Beliau bernama lengkap Bambang Mustari "Bob" Sadino. Lahir di Tanjung Karang (sekarang Bandar Lampung), tanggal 9 Maret
1933, wafat pada tanggal 19 Januari 2015. Beliau akrab dipanggil
dengan sebutan 'Om Bob'. Ia adalah seorang pengusaha asal Indonesia
yang berbisnis di bidang pangan dan peternakan. Ia pemilik
dari jaringan usaha Kemfood dan Kemchick. Dalam banyak kesempatan, Ia
sering terlihat menggunakan kemeja lengan pendek dan celana pendek
yang menjadi ciri khasnya. Bob Sadino lahir dari sebuah keluarga yang
hidup berkecukupan. Ia adalah anak bungsu dari lima bersaudara.
Sewaktu orang tuanya meninggal, Bob yang ketika itu berumur 19 tahun
mewarisi seluruh harta kekayaan keluarganya karena saudara kandungnya
yang lain sudah dianggap hidup mapan.
Bob kemudian
menghabiskan sebagian hartanya untuk berkeliling dunia. Dalam
perjalanannya itu, ia singgah di Belanda dan menetap selama kurang
lebih 9 tahun. Di sana, ia bekerja di Djakarta Lylod di kota
Amsterdam dan juga di Hamburg, Jerman. Ketika tinggal di Belanda itu,
Bob bertemu dengan pasangan hidupnya, Soelami Soejoed.
Pada tahun 1967, Bob
dan keluarga kembali ke Indonesia. Ia membawa serta 2 Mercedes
miliknya, buatan tahun 1960-an. Salah satunya ia jual untuk membeli
sebidang tanah di Kemang, Jakarta Selatan sementara yang lain tetap
ia simpan. Setelah beberapa lama tinggal dan hidup di Indonesia, Bob
memutuskan untuk keluar dari pekerjaannya karena ia memiliki tekad
untuk bekerja secara mandiri.
Pekerjaan pertama
yang dilakoninya setelah keluar dari perusahaan adalah menyewakan
mobil Mercedes yang ia miliki, ia sendiri yang menjadi sopirnya.
Namun sayang, suatu ketika ia mendapatkan kecelakaan yang
mengakibatkan mobilnya rusak parah.
Karena tak punya
uang untuk memperbaikinya, Bob beralih pekerjaan menjadi tukang batu.
Gajinya ketika itu hanya Rp.100. Ia pun sempat mengalami depresi
akibat tekanan hidup yang dialaminya.
Suatu hari, temannya
menyarankan Bob memelihara ayam untuk melawan depresi yang
dialaminya.

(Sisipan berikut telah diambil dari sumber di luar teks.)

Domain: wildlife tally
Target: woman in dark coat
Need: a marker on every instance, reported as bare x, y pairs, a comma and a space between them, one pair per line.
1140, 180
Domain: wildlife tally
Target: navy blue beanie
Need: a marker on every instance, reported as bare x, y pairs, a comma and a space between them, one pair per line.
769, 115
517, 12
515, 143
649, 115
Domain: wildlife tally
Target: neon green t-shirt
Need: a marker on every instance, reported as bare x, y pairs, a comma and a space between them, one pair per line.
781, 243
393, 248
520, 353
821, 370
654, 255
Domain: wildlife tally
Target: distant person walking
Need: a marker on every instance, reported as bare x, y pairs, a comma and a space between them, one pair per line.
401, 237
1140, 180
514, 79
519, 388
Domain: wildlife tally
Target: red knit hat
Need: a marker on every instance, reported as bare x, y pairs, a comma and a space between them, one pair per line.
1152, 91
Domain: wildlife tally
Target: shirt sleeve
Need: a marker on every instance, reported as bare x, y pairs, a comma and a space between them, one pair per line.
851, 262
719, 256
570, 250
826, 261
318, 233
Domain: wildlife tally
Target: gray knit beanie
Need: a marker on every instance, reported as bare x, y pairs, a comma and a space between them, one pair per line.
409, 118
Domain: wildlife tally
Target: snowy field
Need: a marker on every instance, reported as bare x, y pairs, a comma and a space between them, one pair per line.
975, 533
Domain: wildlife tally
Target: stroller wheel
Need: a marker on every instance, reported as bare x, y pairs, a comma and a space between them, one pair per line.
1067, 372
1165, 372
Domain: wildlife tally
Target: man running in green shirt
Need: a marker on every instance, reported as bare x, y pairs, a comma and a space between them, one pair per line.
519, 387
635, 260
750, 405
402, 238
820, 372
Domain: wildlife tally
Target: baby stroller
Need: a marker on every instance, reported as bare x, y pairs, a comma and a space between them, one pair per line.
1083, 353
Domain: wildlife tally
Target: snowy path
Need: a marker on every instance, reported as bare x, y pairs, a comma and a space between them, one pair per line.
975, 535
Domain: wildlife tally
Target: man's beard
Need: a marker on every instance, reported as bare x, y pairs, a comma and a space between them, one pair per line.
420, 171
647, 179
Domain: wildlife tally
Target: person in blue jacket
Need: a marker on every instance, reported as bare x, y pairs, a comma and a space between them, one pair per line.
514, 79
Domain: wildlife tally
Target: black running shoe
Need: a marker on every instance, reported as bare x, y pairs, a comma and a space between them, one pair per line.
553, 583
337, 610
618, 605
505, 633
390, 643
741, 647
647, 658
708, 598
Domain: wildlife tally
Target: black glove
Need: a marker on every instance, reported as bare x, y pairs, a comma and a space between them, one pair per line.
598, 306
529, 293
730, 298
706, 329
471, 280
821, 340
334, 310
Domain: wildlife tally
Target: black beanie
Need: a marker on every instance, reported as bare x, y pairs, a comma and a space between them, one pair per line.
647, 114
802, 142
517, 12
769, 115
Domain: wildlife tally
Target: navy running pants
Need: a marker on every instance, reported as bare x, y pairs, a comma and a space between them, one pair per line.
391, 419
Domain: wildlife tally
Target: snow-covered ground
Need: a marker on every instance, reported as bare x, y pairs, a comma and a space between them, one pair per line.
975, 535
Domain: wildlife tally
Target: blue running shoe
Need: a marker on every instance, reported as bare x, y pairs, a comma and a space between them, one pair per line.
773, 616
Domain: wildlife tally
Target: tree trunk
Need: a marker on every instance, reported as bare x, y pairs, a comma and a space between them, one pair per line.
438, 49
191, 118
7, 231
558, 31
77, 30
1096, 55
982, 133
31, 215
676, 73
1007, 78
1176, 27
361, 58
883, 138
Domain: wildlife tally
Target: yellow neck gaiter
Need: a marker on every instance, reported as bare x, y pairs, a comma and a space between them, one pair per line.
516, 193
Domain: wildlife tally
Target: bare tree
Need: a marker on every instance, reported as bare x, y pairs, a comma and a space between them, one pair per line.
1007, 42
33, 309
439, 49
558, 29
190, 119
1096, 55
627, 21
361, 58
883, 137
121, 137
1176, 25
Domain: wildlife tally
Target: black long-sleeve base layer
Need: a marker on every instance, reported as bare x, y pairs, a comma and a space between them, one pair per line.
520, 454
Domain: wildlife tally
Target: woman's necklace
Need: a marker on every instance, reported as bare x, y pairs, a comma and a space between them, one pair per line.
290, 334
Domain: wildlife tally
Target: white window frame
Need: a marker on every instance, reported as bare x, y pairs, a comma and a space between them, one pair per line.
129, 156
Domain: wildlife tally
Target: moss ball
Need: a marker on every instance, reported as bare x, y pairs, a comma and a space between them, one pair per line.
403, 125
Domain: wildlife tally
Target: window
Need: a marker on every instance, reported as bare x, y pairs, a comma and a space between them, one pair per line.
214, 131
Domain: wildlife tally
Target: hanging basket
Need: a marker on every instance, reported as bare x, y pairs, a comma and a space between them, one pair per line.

Bob tertarik dan membeli beberapa ekor ayam. Ketika beternak ayam itulah muncul
inspirasi berwirausaha. Bob memperhatikan kehidupan ayam-ayam
ternaknya. Ia mendapat ilham, ayam saja bisa berjuang untuk hidup,
tentu manusia pun juga bisa.
Sebagai peternak
ayam, Bob dan istrinya, setiap hari menjual beberapa kilogram telor.

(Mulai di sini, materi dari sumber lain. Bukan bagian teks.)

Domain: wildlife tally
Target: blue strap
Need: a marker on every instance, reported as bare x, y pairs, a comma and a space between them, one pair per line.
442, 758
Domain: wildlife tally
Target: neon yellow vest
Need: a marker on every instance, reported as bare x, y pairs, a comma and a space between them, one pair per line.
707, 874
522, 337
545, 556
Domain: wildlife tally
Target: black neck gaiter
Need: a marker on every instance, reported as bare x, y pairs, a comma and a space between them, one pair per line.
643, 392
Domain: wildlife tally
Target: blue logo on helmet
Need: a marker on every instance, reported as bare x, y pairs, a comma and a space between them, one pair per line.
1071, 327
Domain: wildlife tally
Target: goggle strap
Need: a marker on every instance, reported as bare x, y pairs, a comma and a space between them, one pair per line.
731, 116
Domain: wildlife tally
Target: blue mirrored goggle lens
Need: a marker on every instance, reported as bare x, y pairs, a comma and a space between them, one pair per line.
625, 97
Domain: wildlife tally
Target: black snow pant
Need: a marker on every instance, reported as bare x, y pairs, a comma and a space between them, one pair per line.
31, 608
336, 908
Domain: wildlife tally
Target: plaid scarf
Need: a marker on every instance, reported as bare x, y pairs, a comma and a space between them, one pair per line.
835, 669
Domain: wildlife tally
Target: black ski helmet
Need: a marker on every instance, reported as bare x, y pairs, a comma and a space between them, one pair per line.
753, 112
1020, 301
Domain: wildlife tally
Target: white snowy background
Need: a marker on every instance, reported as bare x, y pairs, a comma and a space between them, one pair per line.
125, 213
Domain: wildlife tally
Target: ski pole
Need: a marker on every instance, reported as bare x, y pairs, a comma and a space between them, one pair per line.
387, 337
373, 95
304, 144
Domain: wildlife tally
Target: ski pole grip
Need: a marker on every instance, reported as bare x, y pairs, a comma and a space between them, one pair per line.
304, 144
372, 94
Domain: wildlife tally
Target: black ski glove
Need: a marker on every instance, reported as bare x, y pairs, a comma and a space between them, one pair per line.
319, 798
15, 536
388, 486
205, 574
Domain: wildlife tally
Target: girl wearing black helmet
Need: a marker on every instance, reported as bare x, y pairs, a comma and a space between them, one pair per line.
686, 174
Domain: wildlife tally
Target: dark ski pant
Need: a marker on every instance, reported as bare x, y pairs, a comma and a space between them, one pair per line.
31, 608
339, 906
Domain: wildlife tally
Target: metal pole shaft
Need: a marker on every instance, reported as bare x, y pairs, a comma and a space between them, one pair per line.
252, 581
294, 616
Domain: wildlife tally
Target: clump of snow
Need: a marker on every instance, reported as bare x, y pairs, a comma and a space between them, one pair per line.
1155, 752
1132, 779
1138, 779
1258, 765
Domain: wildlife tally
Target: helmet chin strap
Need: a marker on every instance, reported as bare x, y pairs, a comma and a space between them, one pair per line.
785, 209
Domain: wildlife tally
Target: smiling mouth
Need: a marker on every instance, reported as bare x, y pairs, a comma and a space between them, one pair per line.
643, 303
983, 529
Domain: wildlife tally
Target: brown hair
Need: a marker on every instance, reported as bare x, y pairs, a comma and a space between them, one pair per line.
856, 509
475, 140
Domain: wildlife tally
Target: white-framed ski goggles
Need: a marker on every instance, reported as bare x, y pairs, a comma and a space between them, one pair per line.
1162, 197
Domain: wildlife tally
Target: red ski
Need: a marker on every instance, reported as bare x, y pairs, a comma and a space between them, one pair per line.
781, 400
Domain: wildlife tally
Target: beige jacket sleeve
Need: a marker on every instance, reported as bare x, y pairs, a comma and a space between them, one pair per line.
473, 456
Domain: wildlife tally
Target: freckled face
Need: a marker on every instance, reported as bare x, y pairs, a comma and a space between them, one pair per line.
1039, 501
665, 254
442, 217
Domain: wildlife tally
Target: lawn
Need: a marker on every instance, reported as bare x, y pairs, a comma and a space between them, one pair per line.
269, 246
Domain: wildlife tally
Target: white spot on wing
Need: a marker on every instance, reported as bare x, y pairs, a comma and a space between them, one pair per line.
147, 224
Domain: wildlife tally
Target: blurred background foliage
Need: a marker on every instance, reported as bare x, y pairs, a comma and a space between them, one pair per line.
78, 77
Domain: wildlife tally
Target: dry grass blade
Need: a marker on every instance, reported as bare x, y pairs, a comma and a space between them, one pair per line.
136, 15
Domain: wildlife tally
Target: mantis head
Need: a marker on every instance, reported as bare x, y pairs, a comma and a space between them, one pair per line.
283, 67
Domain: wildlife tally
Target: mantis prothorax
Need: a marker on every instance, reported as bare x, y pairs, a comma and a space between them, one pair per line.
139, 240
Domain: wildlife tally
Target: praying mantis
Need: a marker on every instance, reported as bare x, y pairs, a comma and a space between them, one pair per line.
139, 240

Dalam tempo satu setengah tahun, ia dan istrinya memiliki banyak
langganan, terutama orang asing, karena mereka fasih berbahasa
Inggris. Bob dan istrinya tinggal di kawasan Kemang, Jakarta, di mana
terdapat banyak menetap orang asing.
Tidak jarang
pasangan tersebut dimaki pelanggan, babu orang asing sekalipun. Namun
mereka mengaca pada diri sendiri, memperbaiki pelayanan. Perubahan
drastis pun terjadi pada diri Bob, dari pribadi feodal menjadi
pelayan. Setelah itu, lama kelamaan Bob menjadi
pemilik tunggal super market (pasar swalayan) Kem Chicks. Ia selalu
tampil sederhana dengan kemeja lengan pendek dan celana pendek.
Bisnis pasar
swalayan Bob berkembang pesat, merambah ke agribisnis, khususnya
holtikutura, mengelola kebun-kebun sayur mayur untuk konsumsi orang
asing di Indonesia. Karena itu ia juga menjalin kerjasama dengan para
petani di beberapa daerah.
Bob percaya bahwa
setiap langkah sukses selalu diawali kegagalan demi kegagalan.

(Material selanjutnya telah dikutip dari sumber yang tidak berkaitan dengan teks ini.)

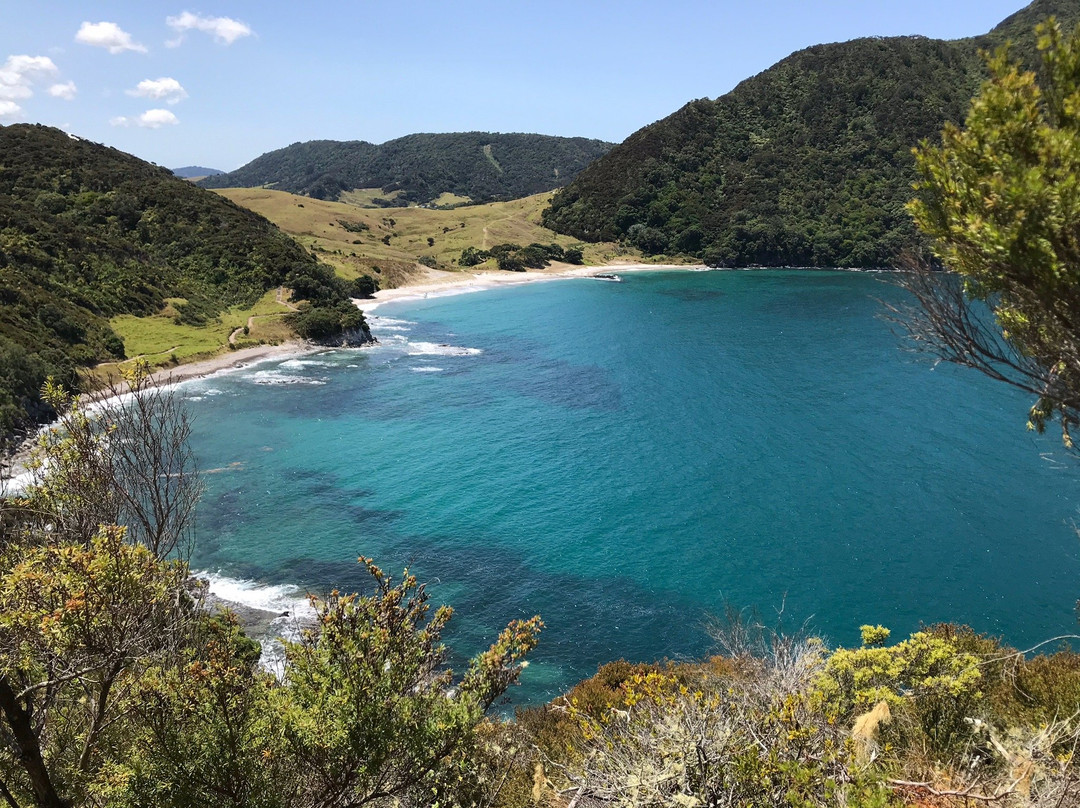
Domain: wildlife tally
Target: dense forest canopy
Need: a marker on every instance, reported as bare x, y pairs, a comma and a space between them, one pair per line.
191, 172
808, 163
88, 232
481, 165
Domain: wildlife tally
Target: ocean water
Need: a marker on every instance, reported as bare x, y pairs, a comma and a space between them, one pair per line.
626, 459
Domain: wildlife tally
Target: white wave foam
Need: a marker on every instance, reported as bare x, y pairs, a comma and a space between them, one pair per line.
435, 349
293, 609
275, 377
272, 598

Perjalanan wirausaha tidak semulus yang dikira. Ia dan istrinya
sering jungkir balik. Baginya uang bukan yang nomor satu. Yang
penting kemauan, komitmen, berani mencari dan menangkap peluang.
Saya bisnis cari rugi, jika rugi saya tetap semangat dan jika untung maka bertambahlah syukur saya!
Di saat melakukan
sesuatu pikiran seseorang berkembang, rencana tidak harus selalu baku
dan kaku, yang ada pada diri seseorang adalah pengembangan dari apa
yang telah ia lakukan. Kelemahan banyak orang, terlalu banyak mikir
untuk membuat rencana sehingga ia tidak segera melangkah. “Yang
paling penting tindakan,” kata Bob.
Keberhasilan Bob
tidak terlepas dari ketidaktahuannya sehingga ia langsung terjun ke
lapangan. Setelah jatuh bangun, Bob trampil dan menguasai bidangnya.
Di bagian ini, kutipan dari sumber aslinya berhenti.